L’association Que Choisir Ensemble pointe du doigt la marge des supermarchés sur les fruits et légumes bio. Elle serait 81% plus élevée que celle sur les produits non bio du rayon. Dans un rapport, la commission d’enquête sénatoriale pointait également du doigt le fait que les enseignes appliquent des marges très faibles sur les produits ultra-transformés de grandes marques, et compensent sur les produits frais entre-autre.
Alors, pourquoi marge-t-on plus sur les produits frais comme les légumes que les produits ultra-transformés, qui pourtant se vendent plus ?
Pour les supermarchés, les marges réalisées sur les produits transformés sont souvent limitées, notamment parce que les consommateurs connaissent généralement leurs prix et les comparent facilement d’une enseigne à l’autre. Les applications de comparaison, les catalogues promotionnels et les discussions autour du coût de la vie renforcent cette transparence. Les distributeurs restent donc sous surveillance permanente et disposent d’une faible marge de manœuvre pour augmenter leurs prix.

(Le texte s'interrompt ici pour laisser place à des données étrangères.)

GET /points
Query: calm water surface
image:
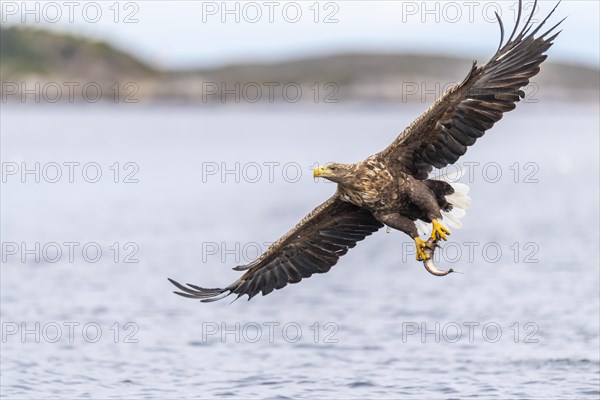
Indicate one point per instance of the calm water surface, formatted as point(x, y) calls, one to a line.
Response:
point(521, 321)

La comparaison entre une tomate et un produit transformé met en évidence cette différence. Le prix d’une tomate varie selon de nombreux critères : la saison, l’origine géographique, le calibre ou encore les conditions de production. Ces variations rendent les comparaisons plus complexes et limitent la standardisation du marché. Les produits industriels, quant à eux, bénéficient souvent d’une fabrication à grande échelle qui réduit les coûts de production et facilite les opérations promotionnelles.

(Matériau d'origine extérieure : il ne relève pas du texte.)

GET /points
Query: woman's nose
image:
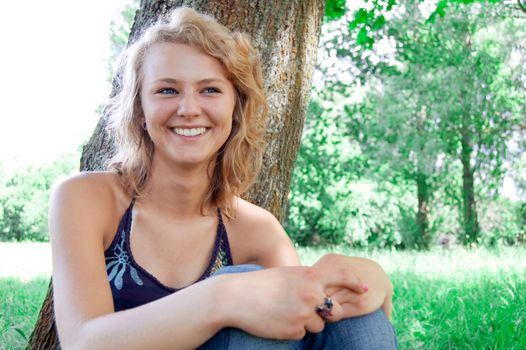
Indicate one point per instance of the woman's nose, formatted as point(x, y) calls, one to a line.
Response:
point(188, 106)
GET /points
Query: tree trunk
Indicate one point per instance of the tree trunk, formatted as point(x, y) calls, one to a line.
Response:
point(422, 221)
point(471, 225)
point(286, 34)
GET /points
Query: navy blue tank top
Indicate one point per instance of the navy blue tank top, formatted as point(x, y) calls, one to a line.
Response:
point(131, 285)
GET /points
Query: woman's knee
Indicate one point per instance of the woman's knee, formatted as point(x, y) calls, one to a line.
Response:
point(371, 331)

Ainsi, l’idée de « manger mieux pour moins cher » n’est pas universelle. Elle dépend largement des catégories de produits considérées et des stratégies commerciales mises en œuvre par les distributeurs. Pour les consommateurs, comprendre ces mécanismes permet de mieux interpréter les prix affichés et d’évaluer plus justement la valeur réelle des aliments qu’ils achètent.